For three years in the early 90s, Bart Everson was one half of J&B on the Rocks, a weekly television show broadcast on BCAT that was years ahead of its time. Bart explains, “We began production with no expectation of success, with hardly a thought for the future. We slapped a camera on a tripod and sat under a bare bulb in a rough-hewn basement, our rambling dialog punctuated by liberal doses of liquor. Each week we recorded a new installment; each week our faces and voices appeared in living rooms around the city, through the miracle (or curse) of cable television. We quickly found the limits of legality, and soon after that we found an audience. The camera came off the tripod, and we escaped from the basement, as the scope of our production and our circle of friends expanded. The streets of Bloomington became our set, and the people of the city became our cast. There was no script, and no budget either.” Twenty-five years ago, on April 18th, 1995, Rox became the first television show anywhere, to be broadcast on the internet. Time magazine was all set to do a cover story and then…well, you’ll have to read the article.
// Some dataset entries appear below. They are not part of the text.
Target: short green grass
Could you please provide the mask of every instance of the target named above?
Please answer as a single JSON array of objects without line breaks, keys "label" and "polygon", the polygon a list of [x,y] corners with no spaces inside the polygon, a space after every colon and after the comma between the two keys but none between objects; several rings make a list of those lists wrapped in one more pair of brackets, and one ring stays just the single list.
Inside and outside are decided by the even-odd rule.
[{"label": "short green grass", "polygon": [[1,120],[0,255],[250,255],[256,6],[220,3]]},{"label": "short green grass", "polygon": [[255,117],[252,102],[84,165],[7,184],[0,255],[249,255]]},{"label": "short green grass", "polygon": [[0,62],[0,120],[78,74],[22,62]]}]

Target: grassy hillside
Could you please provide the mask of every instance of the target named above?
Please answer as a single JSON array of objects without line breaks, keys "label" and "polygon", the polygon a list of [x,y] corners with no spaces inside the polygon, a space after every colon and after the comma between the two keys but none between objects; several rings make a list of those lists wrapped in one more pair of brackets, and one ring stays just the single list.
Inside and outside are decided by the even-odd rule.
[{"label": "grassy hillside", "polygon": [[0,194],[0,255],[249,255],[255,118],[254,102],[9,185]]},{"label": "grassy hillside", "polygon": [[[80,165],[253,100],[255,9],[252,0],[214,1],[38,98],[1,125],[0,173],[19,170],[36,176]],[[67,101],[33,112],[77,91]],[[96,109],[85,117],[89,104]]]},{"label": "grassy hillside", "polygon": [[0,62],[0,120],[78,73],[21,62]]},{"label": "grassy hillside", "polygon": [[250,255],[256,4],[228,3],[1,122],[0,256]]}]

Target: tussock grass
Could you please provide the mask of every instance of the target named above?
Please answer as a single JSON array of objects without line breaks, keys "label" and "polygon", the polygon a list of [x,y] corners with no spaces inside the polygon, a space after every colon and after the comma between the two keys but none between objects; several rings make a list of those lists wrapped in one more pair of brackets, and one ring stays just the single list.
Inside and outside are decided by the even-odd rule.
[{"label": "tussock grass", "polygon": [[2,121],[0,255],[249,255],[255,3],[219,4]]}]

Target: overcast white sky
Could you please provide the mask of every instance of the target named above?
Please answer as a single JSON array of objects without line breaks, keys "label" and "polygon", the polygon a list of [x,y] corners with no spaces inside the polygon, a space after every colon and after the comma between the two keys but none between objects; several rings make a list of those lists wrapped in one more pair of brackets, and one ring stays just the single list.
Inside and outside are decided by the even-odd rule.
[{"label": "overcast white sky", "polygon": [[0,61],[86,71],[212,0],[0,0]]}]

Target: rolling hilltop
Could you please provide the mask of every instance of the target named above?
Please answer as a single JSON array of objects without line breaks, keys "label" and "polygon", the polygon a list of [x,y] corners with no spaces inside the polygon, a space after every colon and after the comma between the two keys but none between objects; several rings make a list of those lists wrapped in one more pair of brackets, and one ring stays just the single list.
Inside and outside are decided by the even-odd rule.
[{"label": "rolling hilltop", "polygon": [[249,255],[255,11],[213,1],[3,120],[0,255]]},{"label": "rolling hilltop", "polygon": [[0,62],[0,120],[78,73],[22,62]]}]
The first Earth Day took place 50 years ago, on April 22nd, 1970 and Ryder contributing editor Pennfield Jensen was there. Not only was he there, but he helped to organize it. “Earth Day has become an icon for earth awareness,” Penn writes. “But Earth Day 2020 shows only too well how miserably we, as environmentalists, have failed.”
There’s more in this issue. Mason Cassady writes about Beekeeping in Poland, Charlotte Zietlow discusses the challenges of County Government, WFIU introduces a podcast about Ernie Pyle and West Coast Bureau Chief Jason Vest writes about quarantine-life in a coastal town in northern California. “I am not one to romanticize small-town life,” Jason writes. He does not.